You will see lawyers and accountants and local councillors in pin-striped shirts and grey suits, and you will see the accountant in the cheap suit with bits of grass and leaves stuck in his hair, looking as if he could use another drink, and you will see men in borrowed suits on their way to court, one of them a huge brick wall of a man in a black suit with his luxuriant long hair curled neatly and tied neatly back and dyed hot pink, because it's always good to look your best in court.

You will see a woman in old pyjamas, very poor, reclining under the tree and digging deep into her pocket for loose change when another woman, older, even poorer, comes up to her and receives from her a whole handful of gold and silver coins, all that she had, as unthinkingly generous as the woman with the two coins in the Gospel. 

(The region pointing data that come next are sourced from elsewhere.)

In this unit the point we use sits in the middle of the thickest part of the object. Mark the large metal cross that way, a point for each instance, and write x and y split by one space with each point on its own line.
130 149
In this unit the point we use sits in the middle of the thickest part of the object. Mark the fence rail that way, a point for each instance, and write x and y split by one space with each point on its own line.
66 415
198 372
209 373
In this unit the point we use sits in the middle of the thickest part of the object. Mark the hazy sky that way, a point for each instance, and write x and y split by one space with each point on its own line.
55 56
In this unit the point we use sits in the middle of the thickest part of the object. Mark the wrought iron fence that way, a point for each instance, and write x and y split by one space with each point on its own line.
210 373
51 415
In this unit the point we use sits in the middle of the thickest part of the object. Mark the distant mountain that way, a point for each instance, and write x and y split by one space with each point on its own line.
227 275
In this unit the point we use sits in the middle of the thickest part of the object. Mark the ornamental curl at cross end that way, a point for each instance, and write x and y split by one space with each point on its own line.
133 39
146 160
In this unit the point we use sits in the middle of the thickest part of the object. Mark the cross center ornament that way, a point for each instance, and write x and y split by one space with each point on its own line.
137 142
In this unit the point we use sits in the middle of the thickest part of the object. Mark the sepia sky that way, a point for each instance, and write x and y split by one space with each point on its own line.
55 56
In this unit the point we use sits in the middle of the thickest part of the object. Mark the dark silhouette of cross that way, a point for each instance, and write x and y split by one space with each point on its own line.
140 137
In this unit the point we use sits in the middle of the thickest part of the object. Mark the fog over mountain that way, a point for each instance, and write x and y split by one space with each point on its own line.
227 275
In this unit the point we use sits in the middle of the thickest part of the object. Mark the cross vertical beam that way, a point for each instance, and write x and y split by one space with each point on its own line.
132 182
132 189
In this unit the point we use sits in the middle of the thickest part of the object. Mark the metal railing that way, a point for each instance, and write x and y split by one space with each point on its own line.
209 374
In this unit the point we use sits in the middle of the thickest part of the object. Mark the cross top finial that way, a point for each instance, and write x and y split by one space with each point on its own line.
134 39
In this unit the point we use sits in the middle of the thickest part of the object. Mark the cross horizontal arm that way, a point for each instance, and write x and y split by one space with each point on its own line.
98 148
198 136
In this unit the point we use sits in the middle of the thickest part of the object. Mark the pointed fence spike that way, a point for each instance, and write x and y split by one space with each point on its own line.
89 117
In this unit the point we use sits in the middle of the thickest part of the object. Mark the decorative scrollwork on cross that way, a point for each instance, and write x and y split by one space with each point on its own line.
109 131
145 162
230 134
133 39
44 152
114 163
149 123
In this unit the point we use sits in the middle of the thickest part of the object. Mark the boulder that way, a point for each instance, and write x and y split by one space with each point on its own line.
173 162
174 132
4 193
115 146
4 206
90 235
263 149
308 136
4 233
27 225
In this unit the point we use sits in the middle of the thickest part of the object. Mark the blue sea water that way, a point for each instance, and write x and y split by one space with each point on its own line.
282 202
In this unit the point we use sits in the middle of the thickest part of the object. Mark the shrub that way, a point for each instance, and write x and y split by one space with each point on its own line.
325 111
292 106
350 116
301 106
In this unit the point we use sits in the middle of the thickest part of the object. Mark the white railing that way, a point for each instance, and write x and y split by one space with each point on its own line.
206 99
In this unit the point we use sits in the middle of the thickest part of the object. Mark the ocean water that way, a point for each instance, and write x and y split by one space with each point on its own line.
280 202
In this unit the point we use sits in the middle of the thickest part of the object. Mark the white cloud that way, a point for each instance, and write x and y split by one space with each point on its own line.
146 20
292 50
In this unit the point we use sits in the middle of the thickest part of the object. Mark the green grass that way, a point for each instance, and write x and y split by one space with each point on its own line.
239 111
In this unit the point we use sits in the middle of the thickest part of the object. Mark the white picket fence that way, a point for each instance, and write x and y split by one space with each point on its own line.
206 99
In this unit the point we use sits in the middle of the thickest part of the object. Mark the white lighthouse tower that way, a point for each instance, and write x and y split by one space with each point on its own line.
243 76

Everything that Dostoevsky knew, this pavement knows too and would tell you if it could speak. Everything Shakespeare wrote about, the gigantic comedy and tragedy of the human race, the ruined kings, the murderous villains, the lovers driven mad with love or jealousy, the fools and tricksters and the lovely fairies too, it is all here, all passing by in front of you if you will only stop and watch for twenty minutes. In a theatre a few blocks from here I once saw a production of Hamlet and it all seemed right, it seemed believable to see such portentous events unfolding here in Parramatta. Swaggering Hamlet and swaggering Claudius and heartless Gertrude and mad Ophelia and dead Ophelia and the toothless whimsical gravedigger, it all had a certain obviousness about it, as if they all were natives of this place, as if the day-to-day affairs of the Church Street Mall had climbed on to the stage.